I was reflecting upon my old website this morning (which is currently archived, although I may import its content again in the future) and I realized something. So much of the best stuff I’ve researched over the years is not within it. It’s still stuck in my head.
Why?
Primarily I wasn’t in the mindset of sharing knowledge as I was acquiring it but rather I just shared when I had larger insights. Put another way, when blogging, there’s always seems to be this focus on long form writing rather than short form writing (which is more popular on social networks).
Secondly, and more importantly though, a lot of the larger insights I was having at the time, I couldn’t fully make sense of and thus figure out where they “fit into things” in terms of how to categorize them.
This second point, I think, is extremely important because it touches upon something that I’m realizing more and more, as I journey from a Self-Authoring Mind to a Self-Transforming Mind. And it relates to something Steve Jobs said.
You can’t connect the dots looking forward; you can only connect them looking backwards. So you have to trust that the dots will somehow connect in your future.
Steve Jobs
So you often won’t make sense of things and understand them in the moment of first experiencing them but instead you‘ll make sense of them and understand them in reflecting back upon them over time.
Yet this realization pretty much goes again most personal knowledge management approaches (at least what I’ve read) and even website practices. You create categories and tags upon your website and when you add new posts, you categorize and tag them. This, however, assumes you know where the content fits into the larger context of your website.
But what if you don’t know how something fits into the bigger picture because you don’t fully understand it yet, since you haven’t made sense of it yet?
For example, before my Life as an MMORPG framework emerged, it was just bits and pieces at first. Then patterns emerged and then I saw relationships between the patterns, thus revealing the bigger picture overall.
But here’s the thing. If the sense-making and understanding occurs afterwards upon reflection, where do you keep these thoughts and experiences in the interim, until the sense-making occurs later?
In other words, these are liminal thoughts, with no solid ground or space to be contained within yet.
Yet what’s saddest of all though is that if I had written way more short form posts, highlighting these key moments of insight and connection on my journey, these would have effectively been the building blocks of my framework with which I could have connected together via links to provide a bigger picture of how my work emerged naturally over time on my website.

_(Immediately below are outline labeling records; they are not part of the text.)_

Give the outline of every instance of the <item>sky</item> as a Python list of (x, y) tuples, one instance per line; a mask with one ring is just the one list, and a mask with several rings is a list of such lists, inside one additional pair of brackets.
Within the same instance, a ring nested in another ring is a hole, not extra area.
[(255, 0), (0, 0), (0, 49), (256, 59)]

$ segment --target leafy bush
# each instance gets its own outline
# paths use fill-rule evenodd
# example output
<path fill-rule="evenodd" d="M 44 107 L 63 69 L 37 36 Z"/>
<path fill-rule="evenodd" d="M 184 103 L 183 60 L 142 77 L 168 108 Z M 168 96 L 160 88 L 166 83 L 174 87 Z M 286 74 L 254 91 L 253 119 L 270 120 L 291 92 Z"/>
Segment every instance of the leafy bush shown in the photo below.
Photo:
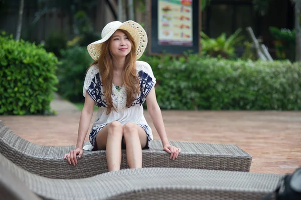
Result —
<path fill-rule="evenodd" d="M 0 36 L 0 114 L 44 114 L 58 83 L 57 58 L 41 46 Z"/>
<path fill-rule="evenodd" d="M 162 109 L 300 110 L 301 63 L 144 57 Z"/>
<path fill-rule="evenodd" d="M 226 34 L 223 33 L 216 39 L 210 38 L 201 32 L 202 50 L 210 57 L 233 58 L 235 56 L 235 46 L 240 45 L 241 41 L 244 38 L 244 36 L 239 36 L 241 32 L 241 29 L 239 28 L 228 38 L 226 37 Z"/>
<path fill-rule="evenodd" d="M 86 52 L 77 47 L 62 53 L 60 91 L 73 102 L 84 100 L 85 73 L 92 61 Z M 139 60 L 152 66 L 163 109 L 301 109 L 300 63 L 231 61 L 197 55 L 143 55 Z"/>
<path fill-rule="evenodd" d="M 93 60 L 86 48 L 76 46 L 62 50 L 61 53 L 62 60 L 57 71 L 59 93 L 72 102 L 82 102 L 85 75 Z"/>

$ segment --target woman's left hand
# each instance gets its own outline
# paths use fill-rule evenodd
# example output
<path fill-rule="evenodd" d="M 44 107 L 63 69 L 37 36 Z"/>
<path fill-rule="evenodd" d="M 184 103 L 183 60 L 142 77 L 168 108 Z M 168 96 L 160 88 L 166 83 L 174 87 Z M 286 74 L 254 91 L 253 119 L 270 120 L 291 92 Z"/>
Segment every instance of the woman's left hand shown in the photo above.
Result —
<path fill-rule="evenodd" d="M 178 157 L 179 154 L 181 152 L 181 148 L 177 148 L 175 146 L 170 145 L 167 145 L 163 147 L 163 150 L 170 153 L 171 156 L 170 159 L 172 159 L 175 160 Z"/>

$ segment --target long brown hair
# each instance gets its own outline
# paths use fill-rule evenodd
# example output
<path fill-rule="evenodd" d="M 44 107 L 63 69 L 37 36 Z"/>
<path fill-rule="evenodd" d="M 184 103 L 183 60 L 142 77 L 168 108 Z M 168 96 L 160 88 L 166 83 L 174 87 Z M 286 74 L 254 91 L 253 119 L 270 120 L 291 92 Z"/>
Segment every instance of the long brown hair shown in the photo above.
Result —
<path fill-rule="evenodd" d="M 131 44 L 131 49 L 125 57 L 124 67 L 123 70 L 123 83 L 126 90 L 126 107 L 129 107 L 136 99 L 139 92 L 139 79 L 136 73 L 136 44 L 133 42 L 131 36 L 126 31 L 119 30 L 125 34 Z M 104 90 L 104 97 L 106 99 L 107 110 L 106 114 L 110 114 L 112 108 L 116 111 L 112 101 L 112 86 L 113 84 L 113 61 L 114 57 L 110 51 L 111 38 L 102 44 L 101 54 L 98 60 L 90 65 L 91 67 L 96 64 L 101 77 L 101 82 Z M 88 69 L 89 70 L 89 69 Z"/>

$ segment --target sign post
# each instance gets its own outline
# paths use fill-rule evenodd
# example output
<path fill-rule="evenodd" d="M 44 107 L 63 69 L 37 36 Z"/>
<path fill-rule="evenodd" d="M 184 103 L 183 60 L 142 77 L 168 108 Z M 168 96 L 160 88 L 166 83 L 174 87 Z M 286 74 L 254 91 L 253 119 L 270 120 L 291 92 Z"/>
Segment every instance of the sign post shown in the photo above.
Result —
<path fill-rule="evenodd" d="M 201 53 L 201 0 L 152 0 L 150 55 Z"/>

And in the process, it would show how things often don’t make sense going forwards, as you stumble around trying to make sense of things in the moment, almost like you feel lost in a maze, but rather by reflecting backwards.
That above anything else is what transitioning to a Self-Transforming Mind is trying to teach me about the struggles of articulating my work.
It’s telling me to let go and trust that even though things often won’t make sense in the moment, they will make sense later upon reflection, as the insights emerge over time.
Or put another way. Everything has a place and a space, even though you may not be able to see that place and space yet.
And this doesn’t just apply to what you’re working on but with regards to your very self as well. In other words, while you might feel lost now, a larger purpose can emerge over time.
BTW two examples that I think relate to this are as follows. The first relating to individual thoughts within you forming ideas and the second being individual people within society forming newer systems.
Nick Milo’s Linking Your Thinking website which relates to idea emergence occurring from small atomic notes that connect and link up, creating larger ideas.
Berkana’s Two Loops Model, created by Deborah Frieze and Margaret Wheatley, which shows how when a dominant system is dying out, a newer emerging system usually is born from individual outcasts from the older system becoming pioneers that connect up and create the new system over time.